How it works section (9.0/10)
Highly scannable Catch, Sign, Verify flow paired with a realistic signed receipt example and a clear problem framing that convincingly sells the value.
Login page (8.0/10)
Clean, low-friction sign-in with Google and GitHub options, a reassuring note that an account is created automatically, and consistent branding with the search bar visible.
Pros
Solves a real and timely problem: provable, independent evidence of what an agent actually executed
Genuinely low-friction integration, roughly two lines of code with no changes to existing tools
Strong cryptographic story: ECDSA P-256 signatures, hash chaining, KMS anchoring, and a working public verify flow
Public receipt explorer lets anyone verify a receipt with no account, which is a credible trust mechanism
Excellent machine-readability via a self-contained llms.txt aimed at coding agents
Open source under Apache-2.0, backed by Fetch.ai, with docs, examples, changelog, and a security policy in the repo
Honest beta labeling and clear, well-designed developer-focused site
Cons
No privacy policy and no terms of service, despite storing agent tool inputs and outputs and using OAuth login
Missing security headers (no CSP, X-Frame-Options, X-Content-Type-Options, Referrer-Policy, Permissions-Policy) on a product whose whole pitch is trust
Public explorer is mostly internal test and benchmark receipts (aevs_test_drain, aevs_bench_tool), which weakens the live-ledger impression for visitors
Thin real-world traction and social proof: no customer logos, testimonials, or usage stories, and modest GitHub stars
No pricing or usage limits stated anywhere, so cost and quotas are unknown
Messaging inconsistency: the site leads with ECDSA P-256 while the README and llms.txt lead with HMAC-signed
Dashboard login is Google or GitHub OAuth only, with no email option, which excludes some users
No JSON-LD structured data, sitemap.xml, or robots.txt, which limits search discoverability
Best for
Developers and teams building AI agents that take consequential, real-world actions (payments, refunds, data changes) and need portable, independently verifiable proof of exactly what ran.
Not for
Non-technical users, or simple chatbots and agents with no tool calls and no audit, compliance, or non-repudiation needs.
FAQ
What does AEVS actually do?
It intercepts every tool call your AI agent makes and writes a tamper-evident, cryptographically signed receipt that records the tool, inputs, output, timing, and errors. Each receipt is ECDSA P-256 signed, hash-chained, KMS-anchored, and can be verified by anyone with its reference_id.

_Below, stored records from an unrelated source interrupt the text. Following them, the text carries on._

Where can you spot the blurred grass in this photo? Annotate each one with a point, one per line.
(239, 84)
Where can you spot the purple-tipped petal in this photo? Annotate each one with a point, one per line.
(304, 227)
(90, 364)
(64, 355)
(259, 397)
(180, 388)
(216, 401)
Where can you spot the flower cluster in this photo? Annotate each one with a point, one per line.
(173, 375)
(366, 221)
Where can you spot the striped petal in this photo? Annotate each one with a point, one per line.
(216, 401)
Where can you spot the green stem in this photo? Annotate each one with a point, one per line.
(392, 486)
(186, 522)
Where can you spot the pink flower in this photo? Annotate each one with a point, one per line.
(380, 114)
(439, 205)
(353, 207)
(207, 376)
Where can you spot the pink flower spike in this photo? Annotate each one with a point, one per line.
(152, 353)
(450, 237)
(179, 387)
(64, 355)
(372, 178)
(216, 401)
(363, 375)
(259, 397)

Which frameworks does it support?
LangChain and LangGraph, and MCP (Model Context Protocol), on Python 3.10 to 3.13. Integration is about two lines of code and does not require changing your tools.
Do I need an account to verify a receipt?
No. Anyone holding a reference_id can verify a receipt through the public API or the explorer, without an account and without re-running the agent.
How much does it cost?
No pricing or usage limits are published. It is currently in open beta and free to sign in with Google or GitHub and get credentials.
Is it open source and who is behind it?
Yes, the SDK is open source under Apache-2.0 on GitHub (fetchai/AEVS-sdk) and the product is built by Fetch.ai. It is clearly labeled as beta, so APIs and the explorer may change.
Does it have a privacy policy or terms of service?
Not at the time of review. There is no privacy policy or terms on the site even though it stores agent tool inputs and outputs, which is a gap to weigh if you handle sensitive data.